Fondatore con Dorazio e Guerrini della famosa Libreria-Galle­ria “Age d’Or” nei primi anni ’50 a Roma, Achille Perilli è un artista originale, pioniere dell’arte astratto-concreta in Italia.

La sua è un’arte che risente in un primo periodo delle istanze astratte ed informali di matrice europea ed internazionale, dal M.A.C. Movimento Arte Concreta, all’action painting di Jackson Pollock, fino a Klee e al tachismo francese, ma che poi si formalizza in un originale astrattismo geometrico che dipana le esigenze di un suo proprio soggettivismo che cerca di conciliare forma e rappresentazione del reale con razionalismo e rappresentazione coscienziale e lirica.

L’esito più originale, non tuttora dismesso, della ricerca dell’artista comincia a palesarsi nelle opere della fine degli anni ’60 e l’inizio degli anni ’70 come qui al lotto n. 313 “Lo sguardo nel vuoto” del 1971 dove le figure geometriche cercano di elaborare un’idea attraverso evoluzioni spaziali che sembrano affrontare un paradosso, svolgere un mistero. Stima: 8.000€/9.000€.

Bengt Lindstrom, L’oiseau, olio su tela, 81x54, 1950
Bengt Lindstrom, L’oiseau, olio su tela, 81×54, 1950 – Lotto n. 380 – Immagine da meetingart.it – Asta Meeting Art n. 812

Un giovanissimo Bengt Lindstrom è l’autore dell’opera in asta al lotto n. 380 “L’oiseau” del 1950. Opera sicuramente storica del grande espressionista svedese deceduto nel 2008.

La tela risente di influenze cubiste e simboliche e già mostra la predilezione di Lindstrom per la raffigurazione del mondo animale. Mancano ancora quelle che saranno le caratteristiche principali assunte dalla pittura dell’artista alla fine degli anni ’50: la ricerca sulla luce, i colori primari contrastanti e la plasticità densa della materia che lo hanno reso celebre internazionalmente.

Lindstrom studia a Parigi con  André Lhote e Fernand Leger, da cui è evidentemente influenzato nel suo ‘cubismo figurativo’, e proprio nel 1950 comincia la sua attività espositiva.

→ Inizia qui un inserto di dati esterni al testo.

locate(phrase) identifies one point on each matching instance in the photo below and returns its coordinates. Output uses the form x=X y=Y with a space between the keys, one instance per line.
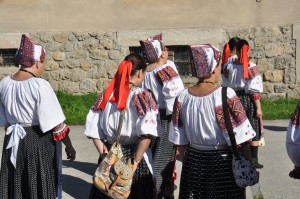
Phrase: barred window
x=178 y=54
x=7 y=57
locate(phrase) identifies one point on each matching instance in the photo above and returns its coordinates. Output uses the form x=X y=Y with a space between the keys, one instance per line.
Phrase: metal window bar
x=7 y=57
x=180 y=56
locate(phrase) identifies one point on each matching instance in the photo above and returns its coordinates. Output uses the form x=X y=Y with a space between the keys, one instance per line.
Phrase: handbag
x=113 y=176
x=244 y=172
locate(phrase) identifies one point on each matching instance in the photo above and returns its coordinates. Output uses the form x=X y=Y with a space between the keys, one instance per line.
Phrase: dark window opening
x=178 y=54
x=7 y=57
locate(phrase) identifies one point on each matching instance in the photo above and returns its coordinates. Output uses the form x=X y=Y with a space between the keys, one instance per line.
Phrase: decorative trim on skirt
x=208 y=175
x=142 y=184
x=250 y=109
x=164 y=153
x=35 y=176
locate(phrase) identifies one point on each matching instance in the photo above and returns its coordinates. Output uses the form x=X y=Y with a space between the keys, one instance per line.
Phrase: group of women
x=161 y=117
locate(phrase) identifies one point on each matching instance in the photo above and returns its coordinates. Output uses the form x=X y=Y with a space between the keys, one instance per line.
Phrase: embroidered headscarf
x=29 y=52
x=226 y=53
x=152 y=48
x=118 y=89
x=244 y=59
x=204 y=59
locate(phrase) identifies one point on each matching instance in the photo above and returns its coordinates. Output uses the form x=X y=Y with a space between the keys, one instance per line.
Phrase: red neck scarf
x=119 y=86
x=244 y=59
x=226 y=53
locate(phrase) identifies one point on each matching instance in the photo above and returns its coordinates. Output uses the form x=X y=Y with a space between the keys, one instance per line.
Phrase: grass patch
x=76 y=107
x=278 y=109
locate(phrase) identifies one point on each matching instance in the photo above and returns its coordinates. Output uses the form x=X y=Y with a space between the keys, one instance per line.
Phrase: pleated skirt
x=208 y=175
x=164 y=153
x=143 y=186
x=35 y=175
x=250 y=109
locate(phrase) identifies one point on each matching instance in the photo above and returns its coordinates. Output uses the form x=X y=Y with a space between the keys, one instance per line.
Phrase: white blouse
x=293 y=137
x=140 y=118
x=233 y=76
x=165 y=83
x=199 y=120
x=29 y=102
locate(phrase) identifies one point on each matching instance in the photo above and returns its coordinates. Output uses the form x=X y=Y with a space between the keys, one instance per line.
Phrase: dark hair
x=233 y=42
x=138 y=63
x=240 y=44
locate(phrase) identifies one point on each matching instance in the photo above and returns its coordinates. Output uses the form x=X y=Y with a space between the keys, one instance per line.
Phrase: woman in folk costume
x=34 y=124
x=244 y=77
x=199 y=130
x=163 y=80
x=141 y=123
x=293 y=142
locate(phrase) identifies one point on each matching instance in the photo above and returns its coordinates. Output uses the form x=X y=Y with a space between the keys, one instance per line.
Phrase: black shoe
x=256 y=164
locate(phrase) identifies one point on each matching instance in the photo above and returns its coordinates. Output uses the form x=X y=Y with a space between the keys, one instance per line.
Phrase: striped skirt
x=208 y=175
x=250 y=109
x=164 y=161
x=142 y=184
x=35 y=176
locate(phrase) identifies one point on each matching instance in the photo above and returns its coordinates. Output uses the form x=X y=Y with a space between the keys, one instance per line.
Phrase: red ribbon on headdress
x=226 y=53
x=244 y=59
x=119 y=86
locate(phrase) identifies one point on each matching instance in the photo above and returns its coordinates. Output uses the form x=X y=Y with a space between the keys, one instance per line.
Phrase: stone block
x=280 y=88
x=290 y=76
x=77 y=75
x=87 y=86
x=51 y=65
x=58 y=56
x=61 y=37
x=284 y=62
x=275 y=76
x=98 y=54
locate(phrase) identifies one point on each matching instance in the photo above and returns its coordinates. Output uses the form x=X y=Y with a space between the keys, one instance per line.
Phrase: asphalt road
x=274 y=179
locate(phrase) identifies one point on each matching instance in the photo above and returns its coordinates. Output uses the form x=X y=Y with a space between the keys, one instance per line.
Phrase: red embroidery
x=236 y=111
x=144 y=102
x=253 y=72
x=61 y=133
x=166 y=74
x=96 y=106
x=176 y=113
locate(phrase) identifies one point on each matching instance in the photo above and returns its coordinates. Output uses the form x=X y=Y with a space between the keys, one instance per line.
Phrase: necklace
x=208 y=82
x=27 y=72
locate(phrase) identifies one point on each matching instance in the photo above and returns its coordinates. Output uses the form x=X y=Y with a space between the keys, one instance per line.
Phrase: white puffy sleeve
x=148 y=121
x=49 y=111
x=293 y=137
x=92 y=128
x=3 y=120
x=240 y=123
x=177 y=133
x=172 y=85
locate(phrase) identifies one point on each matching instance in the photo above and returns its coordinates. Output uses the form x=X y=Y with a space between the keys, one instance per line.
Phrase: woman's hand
x=71 y=153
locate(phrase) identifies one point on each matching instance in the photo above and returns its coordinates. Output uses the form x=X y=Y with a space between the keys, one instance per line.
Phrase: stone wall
x=84 y=62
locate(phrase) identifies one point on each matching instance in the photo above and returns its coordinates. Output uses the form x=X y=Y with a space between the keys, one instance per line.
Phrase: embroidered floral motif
x=60 y=131
x=296 y=116
x=144 y=102
x=96 y=106
x=176 y=113
x=166 y=74
x=253 y=72
x=236 y=111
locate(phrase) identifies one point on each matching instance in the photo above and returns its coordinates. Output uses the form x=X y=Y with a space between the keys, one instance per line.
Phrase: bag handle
x=228 y=123
x=121 y=118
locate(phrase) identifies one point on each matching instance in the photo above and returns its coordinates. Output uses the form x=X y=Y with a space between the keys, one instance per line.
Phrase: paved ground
x=275 y=182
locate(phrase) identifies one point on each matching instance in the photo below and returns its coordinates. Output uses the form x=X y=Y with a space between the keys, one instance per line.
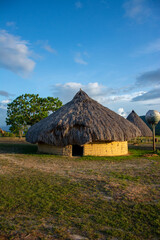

L’opera in asta mostra comunque alcuni aspetti di ieraticità e suggestioni ‘sciamane’ nell’impostazione delle figure che faranno poi parte del linguaggio titpico dell’artista. Stima: 10.000€/15.000€.

Turi Simeti, 8 ovali neri, tecnica mista su carta, 70x100, 1963
Turi Simeti, 8 ovali neri, tecnica mista su carta, 70×100, 1963 – Lotto n. 386 – Immagine da meetingart.it – Asta Meeting Art n. 812

Turi Simeti, “8 ovali neri” al lotto n. 386.

Si tratta di una tecnica mista su carta di buone dimensioni ed importante per anno di realizzazione (1963).

È infatti un’opera dell’età matura dell’artista siciliano che proprio in questi anni approda alla formulazione di un linguaggio personale il cui elemento fondamentale è rappresentato dall’ellisse.

Le tecniche miste poi risultano particolarmente interessanti per la loro testimonianza della fase di elaborazione concettuale che porterà l’artista alla realizzazione delle grandi tele estroflesse. Sono le opere che in questi anni lo collocano nell’ambito dell’arte programmata e della Nuova Tendenza, nonché a fianco del gruppo di Azimuth (Castellani, Bonalumi, Manzoni). Nel 1965 partecipa infatti alla nota mostra “Nuova Tendenza 3” a Zagabria.

In queste opere ‘preparatorie’ inoltre Simeti sembra non essere insensibile a esperienze spazialiste quali quelle coeve milanesi capeggiate da Fontana. Stima: 4.000€/5.000€.